Prima ti ignorano, poi ti deridono, poi ti combattono. Poi vinci“, con questa frase, citando Gandhi, Guido Bertolaso commenta così la sua assoluzione sui social. “Assolto. Assolto -ha aggiunto con uno status precedente – perché il fatto non sussiste, nonostante la richiesta di prescrizione. Questo vale come una doppia assoluzione. Grazie alla mia famiglia e a chi mi è stato vicino in questi otto anni. Sono innocente. Come ho sempre dichiarato. Ora lo hanno dichiarato anche i giudici“.

GUIDO BERTOLASO E LE CONDANNE (ALTRUI) NEL PROCESSO SULLA CRICCA

Quattro condanne e una dozzina tra assoluzioni e prescrizioni nel processo romano legato agli appalti del G8 della Maddalena.
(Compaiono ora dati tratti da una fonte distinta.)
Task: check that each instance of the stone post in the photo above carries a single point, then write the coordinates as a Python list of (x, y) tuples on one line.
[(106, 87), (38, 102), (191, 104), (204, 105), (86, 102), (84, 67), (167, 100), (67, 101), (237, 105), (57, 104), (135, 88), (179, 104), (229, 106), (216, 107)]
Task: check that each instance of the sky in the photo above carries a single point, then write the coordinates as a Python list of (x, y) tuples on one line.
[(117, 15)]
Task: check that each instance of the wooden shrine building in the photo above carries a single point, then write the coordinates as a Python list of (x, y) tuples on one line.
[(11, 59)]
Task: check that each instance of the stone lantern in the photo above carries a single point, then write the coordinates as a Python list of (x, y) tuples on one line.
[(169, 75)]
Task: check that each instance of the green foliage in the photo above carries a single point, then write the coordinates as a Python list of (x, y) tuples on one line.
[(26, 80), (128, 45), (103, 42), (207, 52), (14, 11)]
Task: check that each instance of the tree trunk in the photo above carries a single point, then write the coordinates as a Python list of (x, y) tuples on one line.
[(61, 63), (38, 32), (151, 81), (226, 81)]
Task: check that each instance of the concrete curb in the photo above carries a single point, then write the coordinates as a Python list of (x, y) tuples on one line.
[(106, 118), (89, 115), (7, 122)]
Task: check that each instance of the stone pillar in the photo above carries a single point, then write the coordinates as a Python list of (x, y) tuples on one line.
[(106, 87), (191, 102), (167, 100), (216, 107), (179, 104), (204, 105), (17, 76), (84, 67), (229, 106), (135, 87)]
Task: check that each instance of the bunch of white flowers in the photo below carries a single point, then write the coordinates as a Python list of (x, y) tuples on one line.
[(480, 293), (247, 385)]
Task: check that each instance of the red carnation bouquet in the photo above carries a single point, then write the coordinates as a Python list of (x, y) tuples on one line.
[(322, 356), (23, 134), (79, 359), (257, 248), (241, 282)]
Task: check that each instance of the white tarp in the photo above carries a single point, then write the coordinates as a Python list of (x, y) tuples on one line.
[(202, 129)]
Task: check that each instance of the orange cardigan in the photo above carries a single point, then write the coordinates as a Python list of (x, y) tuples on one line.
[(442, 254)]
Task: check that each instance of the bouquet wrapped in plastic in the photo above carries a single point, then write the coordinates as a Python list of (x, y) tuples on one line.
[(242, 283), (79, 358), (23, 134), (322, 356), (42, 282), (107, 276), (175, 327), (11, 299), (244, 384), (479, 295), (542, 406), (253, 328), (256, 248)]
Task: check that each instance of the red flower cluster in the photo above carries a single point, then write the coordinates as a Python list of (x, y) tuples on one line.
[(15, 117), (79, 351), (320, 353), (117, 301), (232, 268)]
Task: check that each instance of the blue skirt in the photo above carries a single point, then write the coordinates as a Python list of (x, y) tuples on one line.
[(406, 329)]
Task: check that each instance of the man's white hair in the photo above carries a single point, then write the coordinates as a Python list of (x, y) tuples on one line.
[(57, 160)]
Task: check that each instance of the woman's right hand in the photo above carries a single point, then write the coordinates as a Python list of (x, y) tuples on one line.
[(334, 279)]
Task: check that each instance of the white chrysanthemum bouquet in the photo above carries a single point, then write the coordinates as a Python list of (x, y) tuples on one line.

E in questo processo è stato assolto l’ex capo della protezione civile appunto perché ‘il fatto non sussiste’. Condannati invece i capi della cosiddetta ‘cricca’: sei anni e sei mesi di carcere per l’ex presidente del Consiglio superiore dei lavori pubblici Angelo Balducci, sei anni per il costruttore romano Diego Anemone, quattro anni e sei mesi per l’ex provveditore opere pubbliche Toscana Fabio De Santis e quattro anni per il generale in pensione della guardia di finanza Francesco Pittorru.

Il tribunale ha prescritto il reato di corruzione mentre vengono condannate le persone ritenute a capo dell’associazione a delinquere. Tra le posizioni prescritte quella di Daniele Anemone, fratello di Diego. Assolti tra gli altri Mariapia Forleo, ex funzionaria della Presidenza del Consiglio, e Claudio Rinaldi, ex commissario dei mondiali di nuoto a Roma. I giudici inoltre stabiliscono il pagamento di una provvisionale da un milione di euro al ministero delle Infrastrutture, 50mila euro a Cittadinanzattiva, e 250mila euro alla Presidenza del Consiglio dei Ministri. Il rinvio a giudizio per la “cricca” ci fu nel settembre 2013. Gli inquirenti sostenevano diverse influenze negli appalti legati al G8 della Maddalena e quelli delle celebrazioni per i 150 anni dell’unità d’Italia. A Balducci e Anemone, veniva contestata la corruzione e l’associazione a delinquere: erano loro, secondo i pm Roberto Felici e Ilaria Calò, titolari del fascicolo, la mente del gruppo che andava “oltre gli schemi di corruzione cui siamo abituati“. Nella requisitoria i pm parlarono di “uno dei più gravi casi di corruzione nell’Italia dal dopoguerra per il danno enorme alla pubblica amministrazione con interi settori assoggettati“.